ReadMore from Walt on the four iPhone Navigation APPs at All Things D
: The Boston Globe
also looks at the TomTom iPhone App, its strengths and opportunities comparing it to over the air services too. A decent read if you want a high level point of view on the new TomTom application.
September 8, 2009
Accrossair is an iPhone development firm in the UK that is setting the direction of what may be the future of the GPS. When a connected GPS has broadband connection speeds, and an electronic compass, this type of functionality may just be on the roadmap for development on a GPS coming to you. TomTom already has a patent for showing a realistic representation of the road in front of you right on your GPS, including buildings and turn indications. This would amp up the capabilities and potentially the usefulness at select times when you use the GPS.

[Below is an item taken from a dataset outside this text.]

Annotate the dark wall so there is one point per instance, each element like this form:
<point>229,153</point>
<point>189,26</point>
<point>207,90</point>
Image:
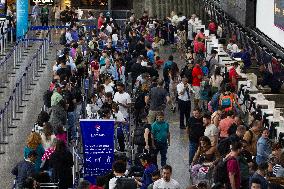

The overlay of important destination and location information right on the screen can offer users a better sense of where they are, and where they need to go to get what they want. It's almost like having Superman-esque X-Ray vision as you look around for things that you are looking for.
There are a couple of applications coming out for the iPhone that will launch in the coming days when the iPhone OS 3.1 comes out. Because the program uses the onboard electronic compass, only the iPhone 3GS will be able to run the software. Expect a NYC Subway App, a London Tube App, and the Accrossair Browser that offers a view into all kinds of information.